Extra: I live service defunti di Sony
Chiudiamo questa carrellata con una nota dolce amara, che si spera possa portare in futuro positività. Di recente è stato scoperto che nell’ultimo periodo Sony ha chiuso due suoi live service: secondo un report di Bloomberg questi erano stati sviluppati da Bend Studios e da Bluepoint Games. In particolare, molti sono rimasti perplessi all’idea che Bluepoint Games, un team nemmeno troppo vasto in quanto a forza lavoro e specializzato nella realizzazione di remake (anche con ottimi risultati), fosse impiegato nella realizzazione di un live service dedicato a God of War come primo progetto inedito.

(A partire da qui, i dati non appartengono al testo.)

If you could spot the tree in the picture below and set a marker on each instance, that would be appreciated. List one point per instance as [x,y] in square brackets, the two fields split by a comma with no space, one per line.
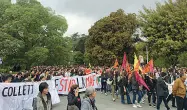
[110,37]
[78,58]
[165,29]
[29,31]
[182,59]
[37,56]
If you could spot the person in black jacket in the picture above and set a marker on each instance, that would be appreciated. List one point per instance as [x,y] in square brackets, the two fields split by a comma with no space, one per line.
[162,91]
[170,79]
[18,78]
[74,100]
[151,83]
[123,87]
[103,83]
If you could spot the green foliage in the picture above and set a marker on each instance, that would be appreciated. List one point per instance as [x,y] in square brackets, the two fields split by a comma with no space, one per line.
[182,59]
[78,43]
[165,29]
[32,35]
[162,62]
[78,58]
[37,56]
[110,37]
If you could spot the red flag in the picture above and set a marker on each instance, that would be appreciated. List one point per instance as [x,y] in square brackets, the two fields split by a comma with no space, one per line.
[123,66]
[141,81]
[128,69]
[116,64]
[149,67]
[87,71]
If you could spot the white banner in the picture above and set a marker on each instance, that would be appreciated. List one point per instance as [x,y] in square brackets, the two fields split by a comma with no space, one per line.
[19,96]
[63,84]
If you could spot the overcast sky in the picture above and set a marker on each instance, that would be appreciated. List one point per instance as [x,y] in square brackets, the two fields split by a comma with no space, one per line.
[81,14]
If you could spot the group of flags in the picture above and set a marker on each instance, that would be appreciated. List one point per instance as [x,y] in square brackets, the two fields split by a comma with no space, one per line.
[125,65]
[149,67]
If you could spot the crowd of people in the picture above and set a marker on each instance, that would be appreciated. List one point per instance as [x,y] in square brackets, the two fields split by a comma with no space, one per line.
[114,81]
[120,83]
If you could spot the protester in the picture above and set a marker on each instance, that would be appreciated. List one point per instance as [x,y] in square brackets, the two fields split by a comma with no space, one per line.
[74,100]
[114,86]
[136,91]
[88,102]
[103,83]
[18,78]
[123,85]
[179,91]
[7,78]
[43,100]
[162,91]
[170,79]
[151,83]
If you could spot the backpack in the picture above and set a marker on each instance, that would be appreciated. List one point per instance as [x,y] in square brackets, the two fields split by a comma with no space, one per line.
[34,103]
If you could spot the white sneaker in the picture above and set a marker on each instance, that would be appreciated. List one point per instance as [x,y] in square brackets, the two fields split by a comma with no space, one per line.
[139,106]
[134,106]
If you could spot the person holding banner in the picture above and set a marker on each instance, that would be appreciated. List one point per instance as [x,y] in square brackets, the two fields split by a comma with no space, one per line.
[88,102]
[7,78]
[43,100]
[103,83]
[74,100]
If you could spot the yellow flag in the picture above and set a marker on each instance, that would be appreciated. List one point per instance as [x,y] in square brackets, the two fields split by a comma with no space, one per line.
[116,64]
[136,64]
[90,65]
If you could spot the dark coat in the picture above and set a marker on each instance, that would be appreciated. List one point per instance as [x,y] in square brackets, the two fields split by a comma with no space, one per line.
[134,83]
[73,100]
[151,83]
[123,82]
[18,79]
[162,88]
[103,79]
[41,104]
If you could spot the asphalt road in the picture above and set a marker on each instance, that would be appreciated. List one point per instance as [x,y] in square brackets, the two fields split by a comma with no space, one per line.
[105,103]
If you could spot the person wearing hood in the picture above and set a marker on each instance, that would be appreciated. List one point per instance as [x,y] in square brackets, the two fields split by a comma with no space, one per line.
[43,100]
[74,100]
[162,91]
[179,91]
[88,102]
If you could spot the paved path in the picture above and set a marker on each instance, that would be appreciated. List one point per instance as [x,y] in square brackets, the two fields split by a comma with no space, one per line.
[105,103]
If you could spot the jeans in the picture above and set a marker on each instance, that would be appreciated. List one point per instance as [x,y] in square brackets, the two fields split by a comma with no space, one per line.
[103,87]
[122,99]
[159,101]
[109,88]
[135,92]
[114,92]
[180,103]
[170,97]
[128,98]
[153,95]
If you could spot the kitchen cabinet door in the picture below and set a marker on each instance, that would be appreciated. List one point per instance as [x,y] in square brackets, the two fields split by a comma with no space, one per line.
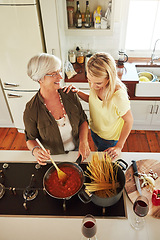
[146,115]
[156,114]
[142,113]
[85,88]
[17,102]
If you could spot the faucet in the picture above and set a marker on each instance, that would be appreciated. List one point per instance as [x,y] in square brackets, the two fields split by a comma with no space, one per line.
[153,57]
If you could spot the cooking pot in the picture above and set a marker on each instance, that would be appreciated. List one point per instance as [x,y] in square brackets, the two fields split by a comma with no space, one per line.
[52,169]
[106,202]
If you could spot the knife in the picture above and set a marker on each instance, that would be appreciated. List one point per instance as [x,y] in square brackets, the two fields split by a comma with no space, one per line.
[136,177]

Una decisione che non ha minimamente senso in nessun universo possibile e che nessuno avrebbe mai dovuto nemmeno concepire, per la sua assurdità. Ora però si spera che la cancellazione del progetto possa voler dire che la lezione di Concord e, speriamo, la vittoria di Astro Bot come Game of the Year ai TGA del 2024, abbia fatto rinsavire qualcuno nei piani alti di Sony. I live service in cantiere erano tantissimi, voluti sotto la direzione di Jim Ryan, un CEO che, dal punto di vista dell'identità ludica di PlayStation, ha fatto principalmente danni, rischiando di compromettere l’intera generazione di esclusive di PlayStation 5.
Il punto forte di Sony sono sempre stati i titoli single player con una forte componente narrativa; ha senso voler diversificare il proprio catalogo, ma non trasformarlo interamente in un elenco di live service di dubbia qualità, come dimostrato da Concord. Il 2024 ha avuto solo Astro Bot come esclusiva first party, che è riuscito da solo a salvare la situazione, mentre il 2025 al momento ha solo il futuro Ghost of Yōtei in arrivo dai PlayStation Studios. Si spera che il management di Sony sia ancora in tempo per evitare un possibile iceberg di nulla cosmico tra le sue esclusive, perché ma solo il tempo ci saprà dare questa risposta.